Follow-Along Instructions:

  1. Save as de-onboarding/dags/sales_etl.py.
  2. Copy data/sales.csv and data/config.yaml to Airflow’s DAGs folder: kubectl cp data/sales.csv airflow/<scheduler-pod>:/opt/airflow/dags/data/ -n airflow.
  3. Configure editor for 4-space indentation per PEP 8.
  4. Verify Pyright: pyright sales_etl.py.
  5. Trigger DAG: airflow dags trigger sales_etl.
  6. Common Errors:
    • FileNotFoundError: Ensure sales.csv and config.yaml are in /opt/airflow/dags/data/.
    • TypeError: Verify type annotations with pyright.
    • IndentationError: Use 4 spaces. Run python -tt sales_etl.py.

Key Points:

  • Type Annotations: Ensure type safety with Dict[str, Any], pd.DataFrame.
  • XCom: Passes data between tasks (e.g., DataFrame from extract_sales to transform_sales).
  • Time Complexity: O(n) for processing n rows in ETL tasks.
  • Space Complexity: O(n) for DataFrame storage.
  • Implication: Robust DAGs ensure reliable ETL for Hijra Group’s analytics.

64.3 Testing Airflow DAGs

Test DAGs with pytest to ensure task reliability.

# File: de-onboarding/tests/test_sales_etl.py
from typing import Dict, Any
import pytest
import pandas as pd
from dags.sales_etl import load_config, extract_sales, transform_sales, load_sales

@pytest.fixture
def config() -> Dict[str, Any]:
    """Fixture for config."""
    return {
        "min_price": 10.0,
        "max_quantity": 100,
        "required_fields": ["product", "price", "quantity"],
        "product_prefix": "Halal",
        "max_decimals": 2
    }

def test_load_config(tmp_path) -> None:
    """Test config loading."""
    config_path = tmp_path / "config.yaml"
    config_path.write_text("""
min_price: 10.0
max_quantity: 100
required_fields:
  - product
  - price
  - quantity
product_prefix: Halal
max_decimals: 2
""")
    config = load_config(str(config_path))
    assert config["min_price"] == 10.0
    assert config["product_prefix"] == "Halal"

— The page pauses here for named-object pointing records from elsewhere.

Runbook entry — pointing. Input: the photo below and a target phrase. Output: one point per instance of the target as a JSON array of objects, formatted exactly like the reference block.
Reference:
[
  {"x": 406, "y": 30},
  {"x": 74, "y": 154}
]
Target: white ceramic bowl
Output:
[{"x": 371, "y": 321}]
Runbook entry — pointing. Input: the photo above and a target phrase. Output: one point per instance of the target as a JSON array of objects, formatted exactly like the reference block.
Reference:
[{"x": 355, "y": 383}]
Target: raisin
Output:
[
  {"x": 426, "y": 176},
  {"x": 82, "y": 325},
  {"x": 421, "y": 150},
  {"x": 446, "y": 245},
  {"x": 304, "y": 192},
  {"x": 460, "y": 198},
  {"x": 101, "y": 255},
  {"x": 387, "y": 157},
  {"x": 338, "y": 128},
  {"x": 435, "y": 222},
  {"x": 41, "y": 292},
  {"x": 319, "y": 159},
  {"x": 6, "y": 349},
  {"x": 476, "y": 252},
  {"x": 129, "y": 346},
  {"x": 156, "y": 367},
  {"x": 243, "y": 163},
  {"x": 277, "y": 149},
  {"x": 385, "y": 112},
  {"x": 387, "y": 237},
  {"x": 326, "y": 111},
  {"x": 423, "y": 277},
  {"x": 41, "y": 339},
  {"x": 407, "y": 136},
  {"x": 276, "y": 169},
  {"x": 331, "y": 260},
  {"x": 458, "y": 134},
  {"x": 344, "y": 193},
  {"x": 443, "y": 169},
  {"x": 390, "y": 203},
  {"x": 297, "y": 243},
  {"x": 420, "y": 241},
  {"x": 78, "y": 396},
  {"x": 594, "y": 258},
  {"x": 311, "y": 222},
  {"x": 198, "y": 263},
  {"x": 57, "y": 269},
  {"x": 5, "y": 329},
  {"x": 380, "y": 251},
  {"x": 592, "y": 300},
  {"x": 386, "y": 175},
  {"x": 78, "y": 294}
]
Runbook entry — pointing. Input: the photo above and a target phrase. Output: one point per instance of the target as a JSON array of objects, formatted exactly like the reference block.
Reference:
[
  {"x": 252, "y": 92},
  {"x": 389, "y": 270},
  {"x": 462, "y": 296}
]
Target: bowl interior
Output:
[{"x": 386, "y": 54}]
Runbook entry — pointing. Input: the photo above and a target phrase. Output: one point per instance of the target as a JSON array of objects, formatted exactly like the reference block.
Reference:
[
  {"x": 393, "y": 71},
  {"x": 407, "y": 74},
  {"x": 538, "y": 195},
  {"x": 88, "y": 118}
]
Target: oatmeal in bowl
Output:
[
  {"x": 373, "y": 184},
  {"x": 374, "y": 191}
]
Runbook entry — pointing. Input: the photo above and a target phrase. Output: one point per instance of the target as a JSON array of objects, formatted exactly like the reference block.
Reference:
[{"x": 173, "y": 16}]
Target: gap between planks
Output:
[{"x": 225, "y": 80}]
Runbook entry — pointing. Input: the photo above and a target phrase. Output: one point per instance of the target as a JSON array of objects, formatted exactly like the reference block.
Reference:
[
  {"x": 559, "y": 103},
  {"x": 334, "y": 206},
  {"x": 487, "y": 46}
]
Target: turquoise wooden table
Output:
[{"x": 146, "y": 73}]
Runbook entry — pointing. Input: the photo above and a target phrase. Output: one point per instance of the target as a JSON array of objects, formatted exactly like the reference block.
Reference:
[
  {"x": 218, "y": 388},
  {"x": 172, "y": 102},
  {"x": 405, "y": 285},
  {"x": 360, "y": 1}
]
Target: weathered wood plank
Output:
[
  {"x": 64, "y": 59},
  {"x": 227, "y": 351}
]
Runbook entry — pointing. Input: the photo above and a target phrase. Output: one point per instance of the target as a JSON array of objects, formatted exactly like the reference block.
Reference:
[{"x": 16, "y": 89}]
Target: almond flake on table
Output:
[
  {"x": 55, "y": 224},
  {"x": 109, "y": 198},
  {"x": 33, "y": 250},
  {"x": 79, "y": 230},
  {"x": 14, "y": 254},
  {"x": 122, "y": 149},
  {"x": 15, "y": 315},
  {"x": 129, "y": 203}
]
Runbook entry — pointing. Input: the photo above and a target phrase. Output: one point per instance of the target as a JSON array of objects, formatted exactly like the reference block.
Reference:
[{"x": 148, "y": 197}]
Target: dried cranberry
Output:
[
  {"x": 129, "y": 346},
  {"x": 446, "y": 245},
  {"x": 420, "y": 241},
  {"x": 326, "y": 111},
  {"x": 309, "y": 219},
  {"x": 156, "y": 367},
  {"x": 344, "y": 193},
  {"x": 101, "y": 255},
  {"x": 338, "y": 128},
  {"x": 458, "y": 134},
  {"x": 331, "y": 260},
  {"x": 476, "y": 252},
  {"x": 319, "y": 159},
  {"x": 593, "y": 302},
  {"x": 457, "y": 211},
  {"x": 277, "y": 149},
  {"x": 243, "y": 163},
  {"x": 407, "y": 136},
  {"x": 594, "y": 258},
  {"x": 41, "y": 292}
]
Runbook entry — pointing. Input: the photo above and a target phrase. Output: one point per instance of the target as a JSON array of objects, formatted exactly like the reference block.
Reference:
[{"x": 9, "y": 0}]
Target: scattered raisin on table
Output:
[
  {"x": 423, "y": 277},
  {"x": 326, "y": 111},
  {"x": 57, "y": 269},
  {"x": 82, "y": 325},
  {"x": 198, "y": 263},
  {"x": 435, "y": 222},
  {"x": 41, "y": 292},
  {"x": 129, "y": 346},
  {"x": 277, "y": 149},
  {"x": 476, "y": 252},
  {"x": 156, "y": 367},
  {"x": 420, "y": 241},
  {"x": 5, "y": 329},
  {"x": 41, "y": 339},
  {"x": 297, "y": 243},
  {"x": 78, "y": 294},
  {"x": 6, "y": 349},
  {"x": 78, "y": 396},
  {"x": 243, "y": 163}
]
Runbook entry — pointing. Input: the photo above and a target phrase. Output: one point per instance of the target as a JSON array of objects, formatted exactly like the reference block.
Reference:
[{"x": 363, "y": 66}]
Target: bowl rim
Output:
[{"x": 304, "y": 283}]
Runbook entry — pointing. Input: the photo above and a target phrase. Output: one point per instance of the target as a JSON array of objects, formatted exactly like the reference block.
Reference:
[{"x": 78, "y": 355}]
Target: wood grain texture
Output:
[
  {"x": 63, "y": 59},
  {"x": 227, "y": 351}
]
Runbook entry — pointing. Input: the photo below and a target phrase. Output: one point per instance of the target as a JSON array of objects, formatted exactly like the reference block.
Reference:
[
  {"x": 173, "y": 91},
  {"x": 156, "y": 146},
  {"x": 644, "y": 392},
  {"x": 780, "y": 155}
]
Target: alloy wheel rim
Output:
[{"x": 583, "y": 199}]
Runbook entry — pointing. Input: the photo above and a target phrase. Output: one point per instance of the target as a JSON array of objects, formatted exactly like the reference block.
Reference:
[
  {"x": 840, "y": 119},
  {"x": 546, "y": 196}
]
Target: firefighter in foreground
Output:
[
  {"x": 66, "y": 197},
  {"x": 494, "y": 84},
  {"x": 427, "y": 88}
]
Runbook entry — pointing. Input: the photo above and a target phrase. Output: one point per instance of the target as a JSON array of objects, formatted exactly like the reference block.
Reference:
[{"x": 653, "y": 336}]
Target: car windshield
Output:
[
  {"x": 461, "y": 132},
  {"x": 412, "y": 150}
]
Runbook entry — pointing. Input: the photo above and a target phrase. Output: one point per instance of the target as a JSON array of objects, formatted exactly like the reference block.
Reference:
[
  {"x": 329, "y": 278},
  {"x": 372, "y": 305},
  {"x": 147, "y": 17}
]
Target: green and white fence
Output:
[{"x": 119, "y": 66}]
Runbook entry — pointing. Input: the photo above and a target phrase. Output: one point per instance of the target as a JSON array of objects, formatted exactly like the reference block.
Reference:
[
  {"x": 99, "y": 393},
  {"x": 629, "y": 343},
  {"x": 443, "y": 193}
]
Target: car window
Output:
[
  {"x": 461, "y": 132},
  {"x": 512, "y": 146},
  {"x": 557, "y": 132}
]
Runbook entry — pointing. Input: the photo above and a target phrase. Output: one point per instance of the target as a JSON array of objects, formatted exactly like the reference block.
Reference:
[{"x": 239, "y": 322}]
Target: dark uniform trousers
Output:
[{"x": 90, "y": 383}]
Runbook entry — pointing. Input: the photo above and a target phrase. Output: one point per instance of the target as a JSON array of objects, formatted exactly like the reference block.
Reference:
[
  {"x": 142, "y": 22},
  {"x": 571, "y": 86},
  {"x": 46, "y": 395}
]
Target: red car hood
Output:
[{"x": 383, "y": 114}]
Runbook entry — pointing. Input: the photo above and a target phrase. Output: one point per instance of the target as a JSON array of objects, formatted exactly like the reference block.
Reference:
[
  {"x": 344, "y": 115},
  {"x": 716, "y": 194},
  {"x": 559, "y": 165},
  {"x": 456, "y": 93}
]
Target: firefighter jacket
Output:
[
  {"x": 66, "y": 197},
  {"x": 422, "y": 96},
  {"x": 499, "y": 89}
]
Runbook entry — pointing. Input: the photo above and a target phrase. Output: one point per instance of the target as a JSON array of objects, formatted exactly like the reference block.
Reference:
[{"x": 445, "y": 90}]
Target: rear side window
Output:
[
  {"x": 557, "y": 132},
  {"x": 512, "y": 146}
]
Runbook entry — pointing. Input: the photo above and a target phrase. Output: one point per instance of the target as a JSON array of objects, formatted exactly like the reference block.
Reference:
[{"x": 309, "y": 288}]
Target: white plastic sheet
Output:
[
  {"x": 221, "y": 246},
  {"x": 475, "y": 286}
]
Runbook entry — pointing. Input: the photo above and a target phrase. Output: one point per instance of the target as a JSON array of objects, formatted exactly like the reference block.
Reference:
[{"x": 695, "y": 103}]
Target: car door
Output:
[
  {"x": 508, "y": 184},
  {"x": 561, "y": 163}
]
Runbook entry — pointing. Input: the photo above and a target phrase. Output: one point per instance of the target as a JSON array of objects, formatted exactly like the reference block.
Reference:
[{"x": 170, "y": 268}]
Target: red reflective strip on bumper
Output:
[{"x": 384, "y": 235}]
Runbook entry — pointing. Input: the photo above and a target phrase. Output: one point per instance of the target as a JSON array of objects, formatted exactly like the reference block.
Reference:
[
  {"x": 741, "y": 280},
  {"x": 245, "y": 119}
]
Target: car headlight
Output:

def test_extract_sales(config: Dict[str, Any], tmp_path) -> None:
    """Test data extraction."""
    csv_path = tmp_path / "sales.csv"
    csv_path.write_text("""
product,price,quantity
Halal Laptop,999.99,2
Halal Mouse,24.99,10
Non-Halal,50.00,5
""")
    df = extract_sales(str(csv_path), config)
    assert len(df) == 2
    assert all(df["product"].str.startswith("Halal"))
    assert all(df["quantity"] <= 100)

def test_transform_sales() -> None:
    """Test data transformation."""
    df = pd.DataFrame({
        "product": ["Halal Laptop"],
        "price": [999.99],
        "quantity": [2]
    })
    transformed = transform_sales(df)
    assert "amount" in transformed.columns
    assert transformed["amount"].iloc[0] == 999.99 * 2

def test_load_sales(tmp_path) -> None:
    """Test data loading (mocked).
    Note: Mocking psycopg2.connect is deferred to Chapter 69 due to complexity.
    For now, verify PostgreSQL contents manually with:
    kubectl exec -it <postgresql-pod> -n airflow -- psql -U user -d airflow -c "SELECT * FROM sales;"
    """
    df = pd.DataFrame({
        "product": ["Halal Laptop"],
        "price": [999.99],
        "quantity": [2],
        "amount": [1999.98]
    })
    conn_params = {
        "dbname": "test",
        "user": "test",
        "password": "test",
        "host": "localhost",
        "port": "5432"
    }
    # Mocking database connection is complex; assume success if no errors
    try:
        load_sales(df, conn_params)
        assert True
    except Exception:
        assert False

Follow-Along Instructions:

  1. Save as de-onboarding/tests/test_sales_etl.py.
  2. Configure editor for 4-space indentation per PEP 8.
  3. Install pytest: pip install pytest.
  4. Run: pytest tests/test_sales_etl.py -v.
  5. Common Errors:
    • ModuleNotFoundError: Ensure dags/sales_etl.py is accessible.
    • AssertionError: Print intermediate DataFrames with print(df).

Key Points:

  • Pytest Fixtures: Provide reusable config.
  • Mocking: Skips actual database connections for simplicity.
  • Time Complexity: O(n) for testing n rows.
  • Space Complexity: O(n) for test DataFrames.
  • Implication: Ensures DAG reliability for production.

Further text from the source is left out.